Beginning on Tuesday, the ratification procedure will run until the first week of December. However, actors may return to work right away.

The deal, which the union’s vocal president Fran Drescher valued at over $1 billion over three years, is anticipated to be approved by members. The “extraordinary scope” of the agreement was emphasized by her, who listed several benefits such as improved hair and makeup services on sets, a requirement for intimacy coordinators for sex scenes, a higher minimum wage, better financing for health care, concessions from studios on self-taped auditions, and protections regarding the use of artificial intelligence.

The preliminary deal was agreed on Wednesday between the Alliance of Motion Picture and Television Producers, which negotiations on behalf of studios, and the union, SAG-AFTRA, which represents tens of thousands of performers. It came after a sour confrontation that played a part in the entertainment industry’s almost total stoppage of output. It was the longest film and television strike in the union’s ninety-year history, lasting 118 days.

The association said, “We are also appreciative of the industry’s enthusiastic return to work.”

The entertainment industry was severely impacted by both the writers’ strike, which ended in September, and the actors’ strike, which began in May. Numerous thousands of crew members were left unemployed, and some of them lost their houses and had to rely on food banks to buy groceries. Certain small businesses that serve to studios, such prop warehouses, catering services, and costume dry cleaners, may never be able to bounce back.

The two strikes resulted in losses of almost $10 billion countrywide. The major studios employ soundstage facilities in Georgia, New York, New Jersey, and New Mexico in addition to their Los Angeles headquarters.

A synopsis of the proposed deal was released to the public on Friday by the SAG-AFTRA board, which is composed of Sharon Stone, Sean Astin, and Rosie O’Donnell. Despite not getting all it requested, the union made great progress.

The last point of contention was “synthetic fakes,” or the use of artificial intelligence to combine the distinguishable qualities of genuine performers to create a completely fake persona. Consent and compensation guarantees were gained by the union.

However, stars had no bearing on this strike. Stars like Brad Pitt and Jennifer Lawrence handle their own contract negotiations—or, more accurately, their representatives do. The draft contract specifies minimums, or the pay that inexperienced performers get.

In the first year of a contract, SAG-AFTRA had asked an increase in minimum wage of eleven percent. The studios had stipulated that they could only provide five percent, which was the same amount the writers’ and directors’ unions had just offered (and accepted). Ultimately, the union succeeded in securing a first-year rise of 7%.
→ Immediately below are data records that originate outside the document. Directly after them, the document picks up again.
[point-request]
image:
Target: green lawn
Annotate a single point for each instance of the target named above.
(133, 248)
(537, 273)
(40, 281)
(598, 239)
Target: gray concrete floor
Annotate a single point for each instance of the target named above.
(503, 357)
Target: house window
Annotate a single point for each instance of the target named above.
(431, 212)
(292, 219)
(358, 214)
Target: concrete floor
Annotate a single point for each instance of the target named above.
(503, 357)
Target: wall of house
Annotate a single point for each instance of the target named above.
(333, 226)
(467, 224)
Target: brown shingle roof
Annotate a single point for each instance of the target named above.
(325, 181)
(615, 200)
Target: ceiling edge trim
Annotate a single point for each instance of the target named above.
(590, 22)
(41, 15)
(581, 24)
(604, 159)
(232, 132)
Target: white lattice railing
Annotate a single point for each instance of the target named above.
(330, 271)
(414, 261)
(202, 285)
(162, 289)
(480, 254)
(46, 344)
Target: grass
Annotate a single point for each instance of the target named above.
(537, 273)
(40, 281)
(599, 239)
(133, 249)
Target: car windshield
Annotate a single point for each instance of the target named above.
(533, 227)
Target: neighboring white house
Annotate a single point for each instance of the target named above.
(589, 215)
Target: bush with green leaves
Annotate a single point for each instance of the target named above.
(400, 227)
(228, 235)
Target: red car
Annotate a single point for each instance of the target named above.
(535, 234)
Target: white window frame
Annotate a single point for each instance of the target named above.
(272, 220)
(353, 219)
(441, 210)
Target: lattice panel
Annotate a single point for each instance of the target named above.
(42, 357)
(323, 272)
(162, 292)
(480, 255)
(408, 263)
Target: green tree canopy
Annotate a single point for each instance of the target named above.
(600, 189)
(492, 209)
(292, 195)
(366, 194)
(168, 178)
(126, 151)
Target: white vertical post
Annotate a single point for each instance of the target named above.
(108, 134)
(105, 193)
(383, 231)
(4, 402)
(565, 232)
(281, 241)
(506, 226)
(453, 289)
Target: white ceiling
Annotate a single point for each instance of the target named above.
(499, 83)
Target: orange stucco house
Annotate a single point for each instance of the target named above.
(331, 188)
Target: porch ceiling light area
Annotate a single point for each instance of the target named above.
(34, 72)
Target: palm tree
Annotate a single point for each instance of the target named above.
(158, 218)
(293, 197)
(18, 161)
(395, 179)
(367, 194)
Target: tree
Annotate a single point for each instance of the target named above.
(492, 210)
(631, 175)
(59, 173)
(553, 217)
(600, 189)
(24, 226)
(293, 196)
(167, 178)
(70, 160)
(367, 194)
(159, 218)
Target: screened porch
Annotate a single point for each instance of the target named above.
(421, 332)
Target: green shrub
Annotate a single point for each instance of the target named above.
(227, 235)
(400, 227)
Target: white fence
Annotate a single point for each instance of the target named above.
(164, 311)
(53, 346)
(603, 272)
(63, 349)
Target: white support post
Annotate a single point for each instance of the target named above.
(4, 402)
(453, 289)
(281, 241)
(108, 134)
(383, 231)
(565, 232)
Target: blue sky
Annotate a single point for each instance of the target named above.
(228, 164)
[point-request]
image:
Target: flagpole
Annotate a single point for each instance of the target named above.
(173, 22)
SAG-AFTRA was unsuccessful in one area. It had entered into talks with the demand for a cut of the money made by streaming services. It had first suggested a 2 percent stake, but then lowered it to 1 percent and changed course to charge per subscription. Companies like Netflix objected, stating that the demand was “a bridge too far,” despite Ms. Drescher having made it a top priority.

Rather, the union decided to accept the studio alliance’s new residual—a sort of royalty—for streaming shows based on performance indicators after minor modifications. Actors in streaming series that draw at least 20% of subscribers will get a bonus, which is comparable to what the Writers Guild of America was able to accomplish in its talks.

In contrast to the Writers Guild, SAG-AFTRA managed to convince the studio alliance to implement a scheme wherein 25% of the bonus money would be allocated to a fund that will then be used to compensate performers in less popular streaming series.

“Is this a win or a loss, I wondered?” said Ms. Drescher. But the money is coming in. We launched a new source of income. The fact that we entered another pocket is what counts.